The question, posed to the president Sept. 20, revealed the expectation among some that Obama can restore it, inevitably coupled with frustration that he hasn’t succeeded in doing so already.
Such desires are understandable, but nonetheless ignorant to longstanding trends that have brought about the dramatic rise of America’s economic inequality and the precipitous decline of its middle class.
To comprehend its condition in 2010, it is necessary to re-visit 1980, when a weak economy and a hostage crisis in Iran helped Ronald Reagan win a landslide electoral victory. The support he garnered from blue-collar, previously Democratic voters, dubbed “Reagan Democrats,” was significant: In winning them over to the Republican side, he realigned American politics and sounded the death knell for the New Deal Coalition that expanded the middle class through the passage of Social Security, the GI Bill, Medicare and Medicaid, the Civil Rights Act, the Pell Grant, and much else.

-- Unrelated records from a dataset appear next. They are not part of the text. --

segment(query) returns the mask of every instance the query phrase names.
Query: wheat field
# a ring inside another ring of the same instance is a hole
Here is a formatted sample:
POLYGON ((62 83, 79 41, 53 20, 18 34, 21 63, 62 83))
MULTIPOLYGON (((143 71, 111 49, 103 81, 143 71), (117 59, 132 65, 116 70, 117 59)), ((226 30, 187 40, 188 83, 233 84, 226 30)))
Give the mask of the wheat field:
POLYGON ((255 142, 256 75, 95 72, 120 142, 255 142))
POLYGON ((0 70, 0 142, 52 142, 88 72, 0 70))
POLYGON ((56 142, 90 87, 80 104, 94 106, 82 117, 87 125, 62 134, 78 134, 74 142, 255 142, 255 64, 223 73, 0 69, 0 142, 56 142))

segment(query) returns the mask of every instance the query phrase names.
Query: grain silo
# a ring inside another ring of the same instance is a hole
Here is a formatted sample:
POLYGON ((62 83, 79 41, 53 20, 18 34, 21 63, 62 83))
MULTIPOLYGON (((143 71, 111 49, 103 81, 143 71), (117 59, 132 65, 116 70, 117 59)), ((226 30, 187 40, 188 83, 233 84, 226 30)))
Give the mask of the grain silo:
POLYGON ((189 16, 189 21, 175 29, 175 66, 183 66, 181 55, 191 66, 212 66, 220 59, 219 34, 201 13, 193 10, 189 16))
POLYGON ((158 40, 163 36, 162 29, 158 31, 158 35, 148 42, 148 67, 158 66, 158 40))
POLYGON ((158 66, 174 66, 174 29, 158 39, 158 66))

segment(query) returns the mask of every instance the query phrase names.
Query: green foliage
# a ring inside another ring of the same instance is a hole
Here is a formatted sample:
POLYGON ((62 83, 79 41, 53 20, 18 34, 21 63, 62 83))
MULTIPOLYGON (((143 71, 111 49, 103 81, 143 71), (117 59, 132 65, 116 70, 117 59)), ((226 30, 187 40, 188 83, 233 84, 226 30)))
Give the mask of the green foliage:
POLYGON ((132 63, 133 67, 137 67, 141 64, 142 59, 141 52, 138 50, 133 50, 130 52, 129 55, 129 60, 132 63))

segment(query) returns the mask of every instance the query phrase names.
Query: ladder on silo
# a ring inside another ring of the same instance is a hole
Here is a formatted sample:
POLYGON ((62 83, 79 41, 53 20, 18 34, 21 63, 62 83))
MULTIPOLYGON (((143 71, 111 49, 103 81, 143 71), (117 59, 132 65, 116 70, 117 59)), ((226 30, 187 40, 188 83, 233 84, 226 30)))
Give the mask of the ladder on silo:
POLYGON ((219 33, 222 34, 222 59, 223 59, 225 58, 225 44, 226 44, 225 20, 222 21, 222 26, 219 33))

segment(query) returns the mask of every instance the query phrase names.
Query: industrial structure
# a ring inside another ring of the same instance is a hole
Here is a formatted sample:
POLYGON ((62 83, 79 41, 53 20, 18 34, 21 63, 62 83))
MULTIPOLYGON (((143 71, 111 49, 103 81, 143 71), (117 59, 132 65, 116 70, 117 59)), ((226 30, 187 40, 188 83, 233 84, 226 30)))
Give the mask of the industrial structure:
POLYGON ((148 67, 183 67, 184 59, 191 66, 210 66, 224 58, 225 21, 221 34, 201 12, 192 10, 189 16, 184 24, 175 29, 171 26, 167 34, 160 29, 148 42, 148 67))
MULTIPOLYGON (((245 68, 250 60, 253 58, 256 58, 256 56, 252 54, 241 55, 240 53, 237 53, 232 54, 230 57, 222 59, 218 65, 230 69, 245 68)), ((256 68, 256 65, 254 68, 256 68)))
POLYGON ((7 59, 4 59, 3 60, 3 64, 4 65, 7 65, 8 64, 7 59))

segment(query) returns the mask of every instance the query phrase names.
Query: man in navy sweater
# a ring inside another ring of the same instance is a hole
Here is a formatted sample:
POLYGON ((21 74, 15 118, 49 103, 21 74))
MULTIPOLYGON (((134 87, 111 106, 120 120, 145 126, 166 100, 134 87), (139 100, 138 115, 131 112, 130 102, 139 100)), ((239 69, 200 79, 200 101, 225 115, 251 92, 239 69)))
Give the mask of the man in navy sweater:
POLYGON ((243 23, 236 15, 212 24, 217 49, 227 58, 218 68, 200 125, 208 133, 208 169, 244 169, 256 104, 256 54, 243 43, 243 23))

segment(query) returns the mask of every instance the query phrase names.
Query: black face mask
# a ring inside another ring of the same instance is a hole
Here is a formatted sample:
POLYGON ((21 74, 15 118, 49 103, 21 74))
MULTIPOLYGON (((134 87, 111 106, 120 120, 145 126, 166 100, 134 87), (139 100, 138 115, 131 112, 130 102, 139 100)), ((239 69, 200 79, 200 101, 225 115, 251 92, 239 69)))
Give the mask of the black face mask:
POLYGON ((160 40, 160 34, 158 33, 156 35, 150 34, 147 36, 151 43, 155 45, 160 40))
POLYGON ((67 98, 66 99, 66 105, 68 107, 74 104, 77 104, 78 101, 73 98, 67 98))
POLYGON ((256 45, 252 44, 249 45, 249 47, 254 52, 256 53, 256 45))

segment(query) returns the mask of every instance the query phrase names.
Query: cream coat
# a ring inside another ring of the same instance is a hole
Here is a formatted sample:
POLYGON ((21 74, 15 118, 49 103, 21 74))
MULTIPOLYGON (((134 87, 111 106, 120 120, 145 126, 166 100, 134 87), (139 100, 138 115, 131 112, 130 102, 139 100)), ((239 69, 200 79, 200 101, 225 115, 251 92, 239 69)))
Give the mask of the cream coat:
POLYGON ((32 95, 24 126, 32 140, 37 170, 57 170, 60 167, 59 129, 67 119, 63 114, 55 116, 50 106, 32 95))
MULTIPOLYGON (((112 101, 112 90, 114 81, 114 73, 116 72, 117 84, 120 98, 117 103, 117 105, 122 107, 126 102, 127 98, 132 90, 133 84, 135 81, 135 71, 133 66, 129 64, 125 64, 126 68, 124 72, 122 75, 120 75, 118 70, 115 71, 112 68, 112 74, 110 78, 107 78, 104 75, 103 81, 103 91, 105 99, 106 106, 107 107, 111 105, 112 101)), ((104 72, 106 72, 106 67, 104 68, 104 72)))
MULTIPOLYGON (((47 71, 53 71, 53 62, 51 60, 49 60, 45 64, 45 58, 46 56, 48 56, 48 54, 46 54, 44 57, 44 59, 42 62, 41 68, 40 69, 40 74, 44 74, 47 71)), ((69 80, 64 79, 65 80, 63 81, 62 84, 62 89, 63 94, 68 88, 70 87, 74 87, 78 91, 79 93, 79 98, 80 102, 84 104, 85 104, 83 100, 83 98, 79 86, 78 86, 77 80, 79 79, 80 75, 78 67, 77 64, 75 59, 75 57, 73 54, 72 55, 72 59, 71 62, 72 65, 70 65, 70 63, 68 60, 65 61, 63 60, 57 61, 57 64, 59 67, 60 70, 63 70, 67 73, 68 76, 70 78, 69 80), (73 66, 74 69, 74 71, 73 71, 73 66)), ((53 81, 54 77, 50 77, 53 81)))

Despite Reagan’s popularity, the benefits of his supply-side economic policies failed to “trickle down” to the workers who have, over the years, come to often favor his political party at the polls. In 1980, the take of the wealthiest 1 percent of Americans stood at 9 percent.
By 2007, it had risen to 23.5 percent. This dramatic consolidation of wealth was highlighted by the president, who pointed out that in 2009, amidst the Great Recession, each of America’s 25 highest-paid hedge fund managers took home an average of $1 billion.
Our nation’s yawning wealth gap, spawned in part by the bankrupt ideology of Obama’s fiercest critics on the right, has created a chasm into which the middle class continues to fall.
Obama hinted at the irony of an electorate that frequently votes against its own class interests when he told his audience last week that he personally stands to benefit from the renewal of the Bush tax cuts which he now seeks to abolish. His opposition, part of the first Oval Office effort in nearly a decade to boost the diminished prospects for America’s middle class, is commendable.
The current era of Democratic leadership on both ends of Pennsylvania Avenue has yielded real benefits for working Americans that include a higher minimum wage, the guarantee of health insurance, protection from predatory lenders and federal student financial aid reform.
Yet to expect the president to reverse a 30-year trend, or to reject his congressional allies on the grounds that he hasn’t transformed our country and its capital city during his 21 months in office, is every bit as unfair as the injustices that now enrage voters.
Flowing from both ends of the political spectrum (Jon Stewart recently told Bill O’Reilly that he is “saddened” by Obama), such sentiment fails to grasp the magnitude or historical context of the challenges at hand.
The profound confusion over whom and what is responsible for the American dream falling out of reach shouldn’t obfuscate the frustrations its elusiveness has generated among voters.
Indeed, this frustration is clearly justified.
However, the anger directed at the president and his party is deeply misplaced. Largely a consequence of discredited policies, the middle class’ decline has been three decades in the making; an informed perspective suggests its restoration may take just as long.